Here we have the real Madame de Sevigne, whom we love, on whom we rely,
who is as earnest as she is amiable and gay, who goes to the very core of
things, and who tells the truth of herself as well as of others. "You
ask me, my dear child, whether I continue to be really fond of life. I
confess to you that I find poignant sorrows in it, but I am even more
disgusted with death; I feel so wretched at having to end all this
thereby, that, if I could turn back again, I would ask for nothing
better. I find myself under an obligation which perplexes me: I embarked
upon life without my consent, and I must go out of it; that overwhelms
me. And how shall I go? Which way? By what door? When will it be?
In what condition? Shall I suffer a thousand, thousand pains, which will
make me die desperate? Shall I have brain-fever? Shall I die of an
accident? How shall I be with God? What shall I have to show Him?
Shall fear, shall necessity bring me back to Him? Shall I have no
sentiment but that of dread? What can I hope? Am I worthy of heaven?
Am I worthy of hell? Nothing is such madness as to leave one's salvation
in uncertainty, but nothing is so natural; and the stupid life I lead is
the easiest thing in the world to understand.
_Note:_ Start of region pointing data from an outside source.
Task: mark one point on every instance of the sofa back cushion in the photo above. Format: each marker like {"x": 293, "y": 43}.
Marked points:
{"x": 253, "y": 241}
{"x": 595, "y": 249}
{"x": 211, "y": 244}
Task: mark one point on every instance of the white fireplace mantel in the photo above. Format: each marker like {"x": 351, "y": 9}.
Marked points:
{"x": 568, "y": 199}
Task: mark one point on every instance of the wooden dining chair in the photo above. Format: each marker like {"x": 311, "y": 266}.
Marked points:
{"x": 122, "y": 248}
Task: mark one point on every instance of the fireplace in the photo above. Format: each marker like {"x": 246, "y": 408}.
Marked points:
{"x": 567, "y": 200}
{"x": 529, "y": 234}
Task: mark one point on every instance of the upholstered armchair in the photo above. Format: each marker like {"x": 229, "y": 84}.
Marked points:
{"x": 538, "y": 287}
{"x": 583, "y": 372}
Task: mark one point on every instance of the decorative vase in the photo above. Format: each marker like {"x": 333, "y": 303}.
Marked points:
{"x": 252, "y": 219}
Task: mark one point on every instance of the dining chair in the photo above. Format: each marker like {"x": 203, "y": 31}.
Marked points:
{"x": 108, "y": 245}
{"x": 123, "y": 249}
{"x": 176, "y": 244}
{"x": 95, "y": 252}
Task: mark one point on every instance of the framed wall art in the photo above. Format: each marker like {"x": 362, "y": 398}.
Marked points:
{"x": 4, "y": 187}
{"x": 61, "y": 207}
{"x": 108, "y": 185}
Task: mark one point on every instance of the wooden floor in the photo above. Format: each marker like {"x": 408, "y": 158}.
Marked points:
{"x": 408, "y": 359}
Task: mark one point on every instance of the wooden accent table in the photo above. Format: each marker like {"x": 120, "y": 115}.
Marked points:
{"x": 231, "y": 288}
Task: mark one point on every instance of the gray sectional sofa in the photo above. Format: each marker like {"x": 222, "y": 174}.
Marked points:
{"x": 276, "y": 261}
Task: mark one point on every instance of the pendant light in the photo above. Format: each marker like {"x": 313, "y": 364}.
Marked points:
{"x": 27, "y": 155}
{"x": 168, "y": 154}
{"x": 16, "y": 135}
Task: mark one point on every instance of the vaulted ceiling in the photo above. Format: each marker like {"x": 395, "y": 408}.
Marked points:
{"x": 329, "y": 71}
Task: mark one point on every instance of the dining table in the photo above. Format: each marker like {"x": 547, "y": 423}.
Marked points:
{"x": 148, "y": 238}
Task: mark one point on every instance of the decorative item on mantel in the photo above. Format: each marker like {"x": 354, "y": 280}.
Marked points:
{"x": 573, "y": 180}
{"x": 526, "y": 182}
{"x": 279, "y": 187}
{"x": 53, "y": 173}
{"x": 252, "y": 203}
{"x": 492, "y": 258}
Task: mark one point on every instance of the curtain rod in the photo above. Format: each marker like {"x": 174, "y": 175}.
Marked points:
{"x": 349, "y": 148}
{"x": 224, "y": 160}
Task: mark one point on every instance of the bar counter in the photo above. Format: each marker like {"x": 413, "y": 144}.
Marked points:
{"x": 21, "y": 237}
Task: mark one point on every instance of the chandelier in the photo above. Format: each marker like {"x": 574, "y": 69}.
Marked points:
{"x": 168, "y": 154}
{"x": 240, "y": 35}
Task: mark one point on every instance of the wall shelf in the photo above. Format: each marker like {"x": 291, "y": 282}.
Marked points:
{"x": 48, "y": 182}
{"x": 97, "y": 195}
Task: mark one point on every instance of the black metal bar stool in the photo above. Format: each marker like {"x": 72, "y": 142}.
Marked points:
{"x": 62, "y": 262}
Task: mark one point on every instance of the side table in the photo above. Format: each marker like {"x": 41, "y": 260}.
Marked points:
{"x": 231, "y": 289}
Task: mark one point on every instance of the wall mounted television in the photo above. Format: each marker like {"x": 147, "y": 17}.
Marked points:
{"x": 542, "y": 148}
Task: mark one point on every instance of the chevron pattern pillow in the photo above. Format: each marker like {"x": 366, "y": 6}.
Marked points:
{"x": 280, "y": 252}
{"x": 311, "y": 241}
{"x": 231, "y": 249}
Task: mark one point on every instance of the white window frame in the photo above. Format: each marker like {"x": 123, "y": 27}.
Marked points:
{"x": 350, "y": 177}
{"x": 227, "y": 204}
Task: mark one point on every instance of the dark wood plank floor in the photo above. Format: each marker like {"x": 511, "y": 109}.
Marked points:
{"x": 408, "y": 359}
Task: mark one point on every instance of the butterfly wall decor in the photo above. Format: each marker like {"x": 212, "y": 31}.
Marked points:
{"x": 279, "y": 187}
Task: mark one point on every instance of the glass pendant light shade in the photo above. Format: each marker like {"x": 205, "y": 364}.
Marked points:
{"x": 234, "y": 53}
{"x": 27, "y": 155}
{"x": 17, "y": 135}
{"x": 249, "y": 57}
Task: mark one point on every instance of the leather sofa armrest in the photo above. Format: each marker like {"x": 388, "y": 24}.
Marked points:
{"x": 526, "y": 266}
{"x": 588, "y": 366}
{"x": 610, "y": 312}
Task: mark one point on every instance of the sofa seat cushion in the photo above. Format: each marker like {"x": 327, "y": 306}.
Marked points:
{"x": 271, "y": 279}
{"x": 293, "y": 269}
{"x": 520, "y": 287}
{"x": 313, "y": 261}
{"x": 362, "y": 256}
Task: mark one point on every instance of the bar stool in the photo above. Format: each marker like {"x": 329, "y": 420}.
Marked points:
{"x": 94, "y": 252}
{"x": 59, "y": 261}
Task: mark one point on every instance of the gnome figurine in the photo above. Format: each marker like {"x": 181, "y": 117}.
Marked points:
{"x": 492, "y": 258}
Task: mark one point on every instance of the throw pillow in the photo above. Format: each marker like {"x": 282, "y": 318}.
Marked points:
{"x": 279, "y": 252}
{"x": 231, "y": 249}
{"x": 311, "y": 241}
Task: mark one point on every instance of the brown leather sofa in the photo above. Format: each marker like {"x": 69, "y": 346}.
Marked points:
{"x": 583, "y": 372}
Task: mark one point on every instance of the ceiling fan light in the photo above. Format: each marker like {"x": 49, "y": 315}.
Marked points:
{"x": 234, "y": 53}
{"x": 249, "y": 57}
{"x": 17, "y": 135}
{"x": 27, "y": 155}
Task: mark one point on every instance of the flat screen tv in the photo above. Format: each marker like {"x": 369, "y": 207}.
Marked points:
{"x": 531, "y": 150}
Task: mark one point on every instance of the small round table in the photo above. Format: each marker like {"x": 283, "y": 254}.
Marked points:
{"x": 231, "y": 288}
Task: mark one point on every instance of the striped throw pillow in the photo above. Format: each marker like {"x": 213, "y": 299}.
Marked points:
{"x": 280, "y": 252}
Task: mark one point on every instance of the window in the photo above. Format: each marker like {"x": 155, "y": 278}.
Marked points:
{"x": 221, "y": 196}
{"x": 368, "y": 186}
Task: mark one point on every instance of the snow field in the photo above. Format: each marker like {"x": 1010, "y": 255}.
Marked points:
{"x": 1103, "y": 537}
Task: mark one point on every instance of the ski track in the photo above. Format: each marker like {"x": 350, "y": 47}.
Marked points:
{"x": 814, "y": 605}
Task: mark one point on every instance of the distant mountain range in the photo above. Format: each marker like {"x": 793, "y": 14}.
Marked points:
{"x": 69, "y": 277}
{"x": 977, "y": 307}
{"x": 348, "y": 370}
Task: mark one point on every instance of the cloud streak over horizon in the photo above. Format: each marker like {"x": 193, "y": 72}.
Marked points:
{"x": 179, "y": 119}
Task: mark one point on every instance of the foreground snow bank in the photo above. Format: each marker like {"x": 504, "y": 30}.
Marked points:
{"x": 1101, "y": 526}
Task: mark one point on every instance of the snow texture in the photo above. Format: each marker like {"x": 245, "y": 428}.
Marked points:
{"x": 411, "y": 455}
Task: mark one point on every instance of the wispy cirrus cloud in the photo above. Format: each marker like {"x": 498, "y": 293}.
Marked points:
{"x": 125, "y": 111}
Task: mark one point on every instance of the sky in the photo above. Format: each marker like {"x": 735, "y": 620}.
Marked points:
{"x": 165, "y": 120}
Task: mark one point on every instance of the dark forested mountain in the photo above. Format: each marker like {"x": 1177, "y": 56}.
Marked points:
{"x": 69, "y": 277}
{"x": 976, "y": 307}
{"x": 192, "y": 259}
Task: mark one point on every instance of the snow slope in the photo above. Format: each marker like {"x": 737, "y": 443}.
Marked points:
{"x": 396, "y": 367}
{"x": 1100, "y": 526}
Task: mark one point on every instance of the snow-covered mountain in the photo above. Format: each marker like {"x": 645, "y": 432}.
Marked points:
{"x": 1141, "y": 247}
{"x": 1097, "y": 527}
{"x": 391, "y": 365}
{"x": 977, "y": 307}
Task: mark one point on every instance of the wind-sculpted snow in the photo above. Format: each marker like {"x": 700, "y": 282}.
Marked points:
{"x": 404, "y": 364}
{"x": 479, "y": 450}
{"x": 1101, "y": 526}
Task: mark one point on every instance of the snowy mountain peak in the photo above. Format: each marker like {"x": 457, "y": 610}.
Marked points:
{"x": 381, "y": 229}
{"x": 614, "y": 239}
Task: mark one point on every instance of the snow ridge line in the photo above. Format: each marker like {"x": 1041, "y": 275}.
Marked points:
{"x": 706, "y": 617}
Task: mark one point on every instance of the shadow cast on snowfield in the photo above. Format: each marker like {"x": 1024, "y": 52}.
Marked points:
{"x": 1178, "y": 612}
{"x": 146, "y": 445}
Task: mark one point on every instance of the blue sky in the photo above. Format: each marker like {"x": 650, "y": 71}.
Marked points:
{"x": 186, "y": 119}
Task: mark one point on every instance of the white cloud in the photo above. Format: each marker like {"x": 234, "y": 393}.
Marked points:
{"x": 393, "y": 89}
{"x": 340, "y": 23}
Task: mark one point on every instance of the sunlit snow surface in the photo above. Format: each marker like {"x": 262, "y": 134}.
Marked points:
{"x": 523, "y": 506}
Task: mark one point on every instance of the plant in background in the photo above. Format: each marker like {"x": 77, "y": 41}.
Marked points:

I bury myself in these
thoughts, and I find death so terrible, that I hate life more because it
leads me thereto than because of the thorns with which it is planted.
You will say that I want to live forever then: not at all; but, if my
opinion had been asked, I should have preferred to die in my nurse's
arms; that would have removed me from vexations of spirit, and would have
given me Heaven full surely and easily."